München (epd). Der muslimische Antisemitismus lässt sich nach Ansicht des Freiburger Islamwissenschaftlers Abdel-Hakim Ourghi nicht ausschließlich auf die politischen Folgen nach der Gründung des Staates Israels zurückführen. Eine solche Begründung sei „zum Scheitern verurteilt“, denn so würden die „historischen und religiösen Wurzeln, die schon im siebten Jahrhundert auszumachen sind, nicht wahrgenommen“, sagte Ourghi dem Evangelischen Pressedienst (epd) am Dienstag.
„Die islamische Judenfeindschaft ist religiös motiviert und findet zweifelsohne ihre religiöse Legitimation in den muslimischen kanonischen Schriften“, urteilte Ourghi, der vor wenigen Monaten ein Buch mit dem Titel „Juden im Koran. Ein Zerrbild mit fatalen Folgen“ im Münchner Claudius-Verlag veröffentlicht hat. Die Gründung Israels und der Nahostkonflikt seien „Katalysatoren für die Verbreitung des Antisemitismus unter den Muslimen“ gewesen. Sie seien aber nicht die einzige Ursache oder gar die Wurzel dafür.

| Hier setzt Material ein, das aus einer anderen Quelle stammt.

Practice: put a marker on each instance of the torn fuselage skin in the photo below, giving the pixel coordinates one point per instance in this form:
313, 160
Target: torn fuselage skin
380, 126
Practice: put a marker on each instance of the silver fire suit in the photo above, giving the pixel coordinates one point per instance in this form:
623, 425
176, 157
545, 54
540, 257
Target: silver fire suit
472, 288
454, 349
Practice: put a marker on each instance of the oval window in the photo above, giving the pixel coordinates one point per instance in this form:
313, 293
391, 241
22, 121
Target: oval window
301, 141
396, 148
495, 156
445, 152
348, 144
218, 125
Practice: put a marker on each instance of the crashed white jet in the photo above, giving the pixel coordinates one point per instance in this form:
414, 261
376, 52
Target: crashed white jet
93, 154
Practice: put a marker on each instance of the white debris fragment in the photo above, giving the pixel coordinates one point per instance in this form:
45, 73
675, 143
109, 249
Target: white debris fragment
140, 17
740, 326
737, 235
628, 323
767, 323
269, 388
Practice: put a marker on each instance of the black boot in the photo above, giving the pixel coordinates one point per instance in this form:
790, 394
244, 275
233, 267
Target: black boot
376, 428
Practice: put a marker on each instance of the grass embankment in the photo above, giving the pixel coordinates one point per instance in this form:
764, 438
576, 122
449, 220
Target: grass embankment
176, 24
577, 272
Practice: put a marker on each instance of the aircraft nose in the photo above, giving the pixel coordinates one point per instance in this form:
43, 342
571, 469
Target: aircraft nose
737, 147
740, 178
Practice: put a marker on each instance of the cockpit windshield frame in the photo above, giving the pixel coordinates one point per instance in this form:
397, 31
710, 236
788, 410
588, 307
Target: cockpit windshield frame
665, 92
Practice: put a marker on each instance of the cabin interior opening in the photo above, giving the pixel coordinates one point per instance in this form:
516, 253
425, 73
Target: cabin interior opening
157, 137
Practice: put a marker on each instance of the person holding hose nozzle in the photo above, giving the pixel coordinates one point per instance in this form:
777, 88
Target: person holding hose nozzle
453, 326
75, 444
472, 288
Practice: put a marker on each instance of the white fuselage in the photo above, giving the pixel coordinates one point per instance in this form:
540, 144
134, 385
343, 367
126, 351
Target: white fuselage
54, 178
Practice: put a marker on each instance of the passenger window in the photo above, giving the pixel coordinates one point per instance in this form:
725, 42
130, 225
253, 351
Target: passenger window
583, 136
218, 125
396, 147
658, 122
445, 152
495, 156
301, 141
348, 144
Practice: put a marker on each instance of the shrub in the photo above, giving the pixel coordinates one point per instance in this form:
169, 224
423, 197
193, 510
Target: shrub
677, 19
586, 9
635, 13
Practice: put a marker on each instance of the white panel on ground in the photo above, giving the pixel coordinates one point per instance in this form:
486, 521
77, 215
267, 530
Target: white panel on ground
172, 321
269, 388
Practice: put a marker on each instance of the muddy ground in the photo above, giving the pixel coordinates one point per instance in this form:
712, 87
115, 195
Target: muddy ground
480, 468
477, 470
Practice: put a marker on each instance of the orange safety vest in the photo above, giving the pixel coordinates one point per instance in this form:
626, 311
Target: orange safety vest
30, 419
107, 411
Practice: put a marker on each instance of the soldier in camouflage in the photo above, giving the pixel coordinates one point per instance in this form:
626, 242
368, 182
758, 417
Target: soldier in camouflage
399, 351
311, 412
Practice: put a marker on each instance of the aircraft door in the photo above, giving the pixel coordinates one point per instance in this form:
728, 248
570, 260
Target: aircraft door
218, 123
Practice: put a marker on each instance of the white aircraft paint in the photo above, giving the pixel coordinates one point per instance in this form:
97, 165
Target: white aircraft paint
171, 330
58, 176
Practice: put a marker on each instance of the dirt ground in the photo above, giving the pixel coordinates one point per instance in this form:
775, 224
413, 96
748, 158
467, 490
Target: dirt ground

Der muslimische Judenhass gehe „auf die islamisch-arabische Tradition in der Frühzeit des Islam zurück“, sagte Ourghi weiter. Er sei „vom politisch-juristischen Koran und der Rolle des Propheten als politischem Herrscher nicht zu trennen“. Eine „nur politische Lösung des Nahostkonflikts“ wird Ourghis Meinung zufolge den islamischen Antisemitismus nicht beenden. Dies sei Wunschdenken, denn die Gründe für den islamischen Antisemitismus lägen „im Koran und der Tradition des Propheten als kanonische Quellen“.
Auch wenn die Gefühle von Muslimen dadurch verletzt würden, müsse man „deutlich sagen, dass der Koran, die Tradition des Propheten und sein Handeln als politisches Oberhaupt der Religionsgemeinschaft“ Grundlage für den Judenhass darstellen: „Betrachtet man den Umgang des Koran und das religiöse und grausame politische Handeln des Propheten mit den Juden“, entdecke man ein Gewaltpotenzial im politischen Islam, „das sich aus der Unbedingtheit der eigenen religiösen Überzeugung“ speise.